Some forty years ago, there was a ;large patch of blackberries on the hill across the road from the house.  The berries were exceptionally large and in one picking, I picked forty quarts.  I turned some of them into jam bit the remainder were turned into blackberry wine.  Sadly, that patch is gone now. Trees have grown up around it and they couldn't compete.

Nowadays, we have a raspberry patch, grown from just two plants that were planted about twenty years ago.  They are an everbearing variety and have a small crop in early summer but beginning in August, a second crop appears and continues to bear until the first hard frost.  Every morning for more than two months, I pick enough for breakfast for us.


----------



## Nutfarmer (Jun 26, 2022)

It’s a couple of weeks for the wild back berries at the farm to ripen. The hard part is convincing the wild life to share.


----------



## Janderso (Jun 26, 2022)

Love them. When we lived in Paradise, CA. 
We use to take the dog for a walk every evening and we would pass by a large Bberry thicket.
I had many enjoyable days with my wife bagging berries or just stopping and having a few.
You guys are lucky to have them available.


----------



## Nutfarmer (Jun 26, 2022)

There will be lots at the farm when they are ripe. You are welcome to what ever you want to pick.


----------



## Gaffer (Jun 26, 2022)

I’m from Bremerton. We used to have family outings to pick the wild blackberries. Grandma made the pies and  jams. Awesome memories!


----------



## mickri (Jun 26, 2022)

Blackberries are a two year process.  The canes that grow this year will produce fruit next year.  Once a cane produces berries it's done.  It won't produce berries again.  Cut the cane off at the ground.   The key to keeping them in control is lots of pruning. Planting them on a trellis works pretty good.  It is similar to espaliering an apple tree.   You will get bigger, nicer berries.
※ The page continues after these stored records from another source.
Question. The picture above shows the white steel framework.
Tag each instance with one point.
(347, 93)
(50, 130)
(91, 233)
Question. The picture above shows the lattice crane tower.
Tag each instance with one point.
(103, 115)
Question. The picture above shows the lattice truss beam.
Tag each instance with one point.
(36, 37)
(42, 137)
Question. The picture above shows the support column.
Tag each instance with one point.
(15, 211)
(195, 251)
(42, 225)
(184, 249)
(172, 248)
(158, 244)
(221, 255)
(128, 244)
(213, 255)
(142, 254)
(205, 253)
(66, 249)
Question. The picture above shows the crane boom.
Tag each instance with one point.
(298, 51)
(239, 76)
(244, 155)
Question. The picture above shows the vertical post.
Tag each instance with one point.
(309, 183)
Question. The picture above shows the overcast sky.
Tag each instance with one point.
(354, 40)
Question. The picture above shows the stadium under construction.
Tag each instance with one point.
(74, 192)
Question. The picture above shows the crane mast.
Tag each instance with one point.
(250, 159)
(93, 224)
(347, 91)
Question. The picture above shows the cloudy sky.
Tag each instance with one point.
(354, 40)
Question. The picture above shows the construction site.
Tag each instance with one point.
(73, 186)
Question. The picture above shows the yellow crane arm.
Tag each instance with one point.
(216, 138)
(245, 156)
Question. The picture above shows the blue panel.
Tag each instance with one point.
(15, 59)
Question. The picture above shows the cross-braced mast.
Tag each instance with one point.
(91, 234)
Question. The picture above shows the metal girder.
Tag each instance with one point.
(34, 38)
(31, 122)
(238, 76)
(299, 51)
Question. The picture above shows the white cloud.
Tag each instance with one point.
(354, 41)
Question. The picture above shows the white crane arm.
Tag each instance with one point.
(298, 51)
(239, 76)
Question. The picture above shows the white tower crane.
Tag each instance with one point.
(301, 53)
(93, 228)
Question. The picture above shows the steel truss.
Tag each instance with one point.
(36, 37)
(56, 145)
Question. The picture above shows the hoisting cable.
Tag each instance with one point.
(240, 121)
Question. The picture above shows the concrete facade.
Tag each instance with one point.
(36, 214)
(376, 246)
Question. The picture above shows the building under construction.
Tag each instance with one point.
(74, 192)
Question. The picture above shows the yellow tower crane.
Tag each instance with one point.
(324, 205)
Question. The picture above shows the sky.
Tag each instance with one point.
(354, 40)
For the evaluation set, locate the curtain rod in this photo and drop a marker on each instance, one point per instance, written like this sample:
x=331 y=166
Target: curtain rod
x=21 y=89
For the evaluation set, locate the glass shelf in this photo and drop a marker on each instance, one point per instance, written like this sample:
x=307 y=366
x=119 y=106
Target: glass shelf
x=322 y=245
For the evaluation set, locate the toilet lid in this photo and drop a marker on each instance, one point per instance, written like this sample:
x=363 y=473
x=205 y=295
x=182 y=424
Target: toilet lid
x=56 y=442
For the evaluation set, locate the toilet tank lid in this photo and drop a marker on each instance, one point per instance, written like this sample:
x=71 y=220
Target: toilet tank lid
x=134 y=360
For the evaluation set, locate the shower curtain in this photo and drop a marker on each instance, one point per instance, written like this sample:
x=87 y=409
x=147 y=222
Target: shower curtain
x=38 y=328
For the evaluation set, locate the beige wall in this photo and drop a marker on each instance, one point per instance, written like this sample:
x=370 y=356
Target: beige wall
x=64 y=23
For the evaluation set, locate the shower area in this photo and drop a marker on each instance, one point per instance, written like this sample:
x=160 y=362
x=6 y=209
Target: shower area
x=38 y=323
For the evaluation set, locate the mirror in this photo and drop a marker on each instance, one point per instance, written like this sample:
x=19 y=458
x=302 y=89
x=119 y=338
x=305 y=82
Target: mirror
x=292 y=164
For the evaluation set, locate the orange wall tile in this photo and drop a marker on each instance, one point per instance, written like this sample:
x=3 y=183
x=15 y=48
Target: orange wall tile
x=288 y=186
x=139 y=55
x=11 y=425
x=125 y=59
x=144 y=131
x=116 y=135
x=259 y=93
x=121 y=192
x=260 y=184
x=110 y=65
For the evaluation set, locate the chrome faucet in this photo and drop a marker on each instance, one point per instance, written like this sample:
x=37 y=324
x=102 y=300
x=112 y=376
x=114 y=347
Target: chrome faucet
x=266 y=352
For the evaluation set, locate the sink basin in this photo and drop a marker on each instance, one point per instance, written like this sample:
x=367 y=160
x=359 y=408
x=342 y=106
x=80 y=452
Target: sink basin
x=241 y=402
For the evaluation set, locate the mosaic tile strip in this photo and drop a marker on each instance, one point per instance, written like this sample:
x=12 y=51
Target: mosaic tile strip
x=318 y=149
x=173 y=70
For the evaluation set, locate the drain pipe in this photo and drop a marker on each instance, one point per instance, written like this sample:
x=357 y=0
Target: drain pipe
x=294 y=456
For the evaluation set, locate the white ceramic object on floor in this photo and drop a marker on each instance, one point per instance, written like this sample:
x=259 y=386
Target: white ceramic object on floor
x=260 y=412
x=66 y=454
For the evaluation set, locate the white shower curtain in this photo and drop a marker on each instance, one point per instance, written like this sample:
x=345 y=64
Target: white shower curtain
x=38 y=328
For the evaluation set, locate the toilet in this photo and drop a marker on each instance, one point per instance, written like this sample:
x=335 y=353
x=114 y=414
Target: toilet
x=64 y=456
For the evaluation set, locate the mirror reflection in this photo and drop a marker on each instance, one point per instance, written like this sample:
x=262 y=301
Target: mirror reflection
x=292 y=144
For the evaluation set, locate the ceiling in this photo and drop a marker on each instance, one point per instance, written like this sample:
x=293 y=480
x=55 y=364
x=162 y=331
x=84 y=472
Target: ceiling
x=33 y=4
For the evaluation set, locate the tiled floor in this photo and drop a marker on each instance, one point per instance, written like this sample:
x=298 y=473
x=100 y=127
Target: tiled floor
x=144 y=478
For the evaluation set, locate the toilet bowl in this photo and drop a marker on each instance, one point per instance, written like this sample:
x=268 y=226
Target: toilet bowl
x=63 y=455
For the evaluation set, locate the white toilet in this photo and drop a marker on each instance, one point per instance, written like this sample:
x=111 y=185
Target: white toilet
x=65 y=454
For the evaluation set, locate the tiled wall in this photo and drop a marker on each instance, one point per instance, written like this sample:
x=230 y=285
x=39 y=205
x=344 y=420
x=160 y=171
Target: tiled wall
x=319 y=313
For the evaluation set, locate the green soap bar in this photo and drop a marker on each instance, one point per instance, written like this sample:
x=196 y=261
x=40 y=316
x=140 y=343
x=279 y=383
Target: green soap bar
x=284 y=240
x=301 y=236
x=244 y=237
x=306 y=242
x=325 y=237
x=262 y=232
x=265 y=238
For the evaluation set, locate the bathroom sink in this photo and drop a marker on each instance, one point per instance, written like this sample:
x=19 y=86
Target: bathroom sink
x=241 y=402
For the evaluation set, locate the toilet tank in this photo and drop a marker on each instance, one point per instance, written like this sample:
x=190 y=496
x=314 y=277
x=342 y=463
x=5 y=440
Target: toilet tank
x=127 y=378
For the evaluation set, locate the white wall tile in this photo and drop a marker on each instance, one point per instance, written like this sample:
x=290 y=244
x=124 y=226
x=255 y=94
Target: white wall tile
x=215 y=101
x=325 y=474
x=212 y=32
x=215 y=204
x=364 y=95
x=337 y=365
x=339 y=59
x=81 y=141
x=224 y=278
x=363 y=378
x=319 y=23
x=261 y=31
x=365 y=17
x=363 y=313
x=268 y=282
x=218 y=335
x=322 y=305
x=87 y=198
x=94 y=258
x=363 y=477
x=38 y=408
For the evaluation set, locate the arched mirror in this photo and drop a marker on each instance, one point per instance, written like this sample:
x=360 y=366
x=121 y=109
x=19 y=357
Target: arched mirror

My daughter has wild blackberries on the ranch.  Won't be ripe for another month.  I take my pruning shears and cut the canes off to get to the berries.  Easier than fighting the thorns.


----------



## savarin (Jun 26, 2022)

In the early 50's my mate and I would make what we called "Robot" suits _(because they were square and cubical)_ out of cardboard boxes and used them as armour to plunge into the middle of the blackberry clumps  _(and back out again)_ where the big berries were that were growing wild everywhere on all the bomb sites around us.
Once we had what we thought was enough we would boil them up on a small fire in a tin can then dip bread in it to eat.
I'm not particularly keen on them today but will mix them with strawberries, raspberries and blue berries, poached in red wine and port with various spices then puree them and strain to serve as a sauce for other desserts such as this one


Recipe available


----------



## Dhal22 (Jun 26, 2022)

My mom still makes incredible blackberry cobbler.   The crust alone is worth the price of admission.   Heat a slice/cover with vanilla ice cream and heaven on earth suddenly appears.


----------



## lordbeezer (Jun 26, 2022)

Mine are wild growing in some 10 ft high azaleas. Been picking last 3-4 years. Leave some for birds and deer. Not the pretty ones though.


----------